Os dados são do último levantamento da Serasa Experian, e mostram que, em média, cada CNPJ possui uma dívida de R$ 25.508,96, com ticket médio de R$ 3.515,77 e acumulo de 7,3 contas em atraso.

Somente no mês de junho, as dívidas chegam a 66,2 milhões, quase 10 milhões a mais do que o mesmo período do ano anterior, e avanço de quase 1 milhão perante o mês de maio.

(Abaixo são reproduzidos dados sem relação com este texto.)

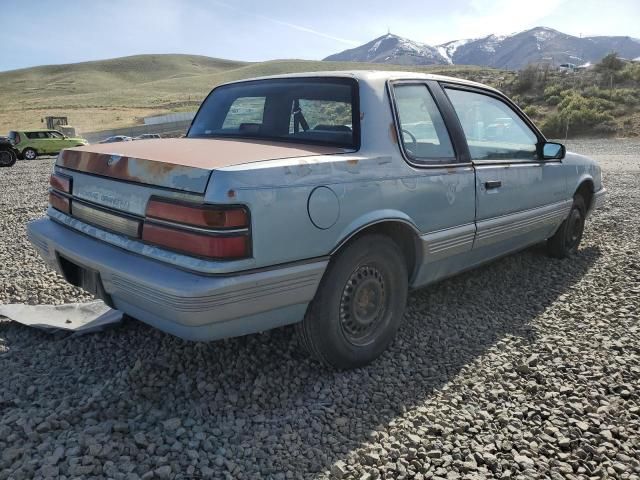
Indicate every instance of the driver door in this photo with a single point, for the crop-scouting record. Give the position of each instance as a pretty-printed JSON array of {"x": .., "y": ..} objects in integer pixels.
[{"x": 520, "y": 199}]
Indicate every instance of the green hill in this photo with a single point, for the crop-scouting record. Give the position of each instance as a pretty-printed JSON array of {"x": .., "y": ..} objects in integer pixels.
[{"x": 120, "y": 92}]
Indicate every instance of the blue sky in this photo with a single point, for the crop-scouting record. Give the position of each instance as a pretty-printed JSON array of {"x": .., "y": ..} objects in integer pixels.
[{"x": 37, "y": 32}]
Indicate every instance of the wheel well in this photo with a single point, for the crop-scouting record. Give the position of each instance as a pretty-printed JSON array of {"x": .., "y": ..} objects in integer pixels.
[
  {"x": 402, "y": 234},
  {"x": 585, "y": 190}
]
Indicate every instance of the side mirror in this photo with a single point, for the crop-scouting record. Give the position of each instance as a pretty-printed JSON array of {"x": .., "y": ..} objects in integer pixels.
[{"x": 553, "y": 151}]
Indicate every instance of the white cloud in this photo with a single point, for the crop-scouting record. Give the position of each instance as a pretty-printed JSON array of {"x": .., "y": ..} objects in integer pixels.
[
  {"x": 293, "y": 26},
  {"x": 502, "y": 16}
]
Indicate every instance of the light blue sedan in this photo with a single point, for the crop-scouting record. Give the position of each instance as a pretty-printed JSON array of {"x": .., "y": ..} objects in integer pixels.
[{"x": 317, "y": 199}]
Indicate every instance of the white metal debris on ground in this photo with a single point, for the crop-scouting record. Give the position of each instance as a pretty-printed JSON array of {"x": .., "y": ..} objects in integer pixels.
[{"x": 79, "y": 318}]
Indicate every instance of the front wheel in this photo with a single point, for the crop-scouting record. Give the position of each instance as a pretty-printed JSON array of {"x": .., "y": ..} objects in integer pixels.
[
  {"x": 567, "y": 239},
  {"x": 29, "y": 154},
  {"x": 359, "y": 304}
]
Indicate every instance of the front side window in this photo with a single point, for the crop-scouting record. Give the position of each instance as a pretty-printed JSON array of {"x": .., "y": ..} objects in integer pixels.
[
  {"x": 423, "y": 132},
  {"x": 304, "y": 110},
  {"x": 493, "y": 130}
]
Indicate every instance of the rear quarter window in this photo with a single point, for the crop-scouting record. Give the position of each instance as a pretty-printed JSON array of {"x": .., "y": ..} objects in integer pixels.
[{"x": 303, "y": 110}]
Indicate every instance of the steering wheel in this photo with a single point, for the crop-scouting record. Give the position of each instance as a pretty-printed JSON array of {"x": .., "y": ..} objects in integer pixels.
[{"x": 414, "y": 141}]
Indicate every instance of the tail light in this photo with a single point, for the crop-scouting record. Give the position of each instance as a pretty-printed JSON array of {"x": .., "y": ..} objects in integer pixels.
[
  {"x": 60, "y": 187},
  {"x": 62, "y": 183},
  {"x": 60, "y": 202},
  {"x": 201, "y": 230}
]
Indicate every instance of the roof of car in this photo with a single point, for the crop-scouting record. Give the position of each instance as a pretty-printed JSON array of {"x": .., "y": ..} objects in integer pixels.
[
  {"x": 372, "y": 76},
  {"x": 33, "y": 130}
]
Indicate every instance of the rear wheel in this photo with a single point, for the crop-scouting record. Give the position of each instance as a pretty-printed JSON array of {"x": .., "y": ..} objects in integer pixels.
[
  {"x": 29, "y": 154},
  {"x": 7, "y": 158},
  {"x": 567, "y": 239},
  {"x": 359, "y": 304}
]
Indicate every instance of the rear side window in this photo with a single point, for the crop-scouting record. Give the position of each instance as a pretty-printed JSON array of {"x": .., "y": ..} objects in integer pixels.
[
  {"x": 423, "y": 132},
  {"x": 320, "y": 111},
  {"x": 494, "y": 131}
]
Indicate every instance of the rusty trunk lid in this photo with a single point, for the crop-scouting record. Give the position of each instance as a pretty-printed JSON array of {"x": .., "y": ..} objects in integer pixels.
[{"x": 178, "y": 163}]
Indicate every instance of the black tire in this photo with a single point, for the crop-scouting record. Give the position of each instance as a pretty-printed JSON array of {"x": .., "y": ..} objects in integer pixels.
[
  {"x": 359, "y": 304},
  {"x": 7, "y": 158},
  {"x": 29, "y": 154},
  {"x": 567, "y": 238}
]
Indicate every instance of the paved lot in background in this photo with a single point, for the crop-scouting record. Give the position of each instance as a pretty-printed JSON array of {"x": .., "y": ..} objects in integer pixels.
[{"x": 525, "y": 368}]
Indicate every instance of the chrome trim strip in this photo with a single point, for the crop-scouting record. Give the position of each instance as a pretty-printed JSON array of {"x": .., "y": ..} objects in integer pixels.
[
  {"x": 502, "y": 228},
  {"x": 110, "y": 221},
  {"x": 448, "y": 242},
  {"x": 184, "y": 226}
]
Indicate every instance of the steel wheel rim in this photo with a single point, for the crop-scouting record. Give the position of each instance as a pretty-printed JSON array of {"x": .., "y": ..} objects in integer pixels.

Do total de empresas, quantidade expressiva faz parte do grupo de micro e pequenas empresas. Em junho, 8,6 milhões desses CNPJs estavam negativados. O grupo concentrou 59,7 milhões de dívidas, que somaram R$ 201,4 bilhões.

Em média, cada micro e pequena empresa acumulou 6,9 contas inadimplidas, com dívida média de R$ 23.181,56 e ticket médio de R$ 3.370,47.

Ainda, a maioria das 9,1 milhões de empresas estão situadas em São Paulo (3.126.658), seguido por Minas Gerais (907.558) e Rio de Janeiro (874.385). Na sequência, aparecem Paraná (601.986) e Rio Grande do Sul (527.555).

Segundo a economista-chefe da Serasa Experian, Camila Abdelmalack, a crescente inadimplência pode estar relacionada às condições financeiras restritivas, pressionadas pela alta taxa de juros, que hoje está em 14%. O fator ainda é limitante para a melhora consistente do mercado de crédito.

"Ao mesmo tempo, a atividade econômica começa a apresentar uma desaceleração mais evidente, reduzindo o ritmo de geração de receita das empresas justamente em um momento em que muitas ainda enfrentam dificuldades para reorganizar seus passivos e recompor o fluxo de caixa”, afirma.

Das empresas analisadas, 55,7% pertencial ao setor de "Serviços", enquanto os segmentos de “Comércio” (32,2%), “Indústria” (8,0%) e “Primário” (0,9%) aparecem em seguida.

Os dados mostram ainda que a composição da dívida é formada principalmente pela necessidade de financiamento da própria operação, o que, em um ambiente de crédito caro e restritivo, torna o cenário de administração de obrigações financeiras complexo.

Desde junho de 2025, os Bancos e Cartões continuam sendo parte relevante do setor da dívida - ocupando 19,5% da composição. Na sequência apareceram Cooperativas (8,4%), Utilities (6,9%) e Telefonia (6,0%). Serviços, por sua vez, ainda é o que mais pesa para inadimplência, com 31,6%.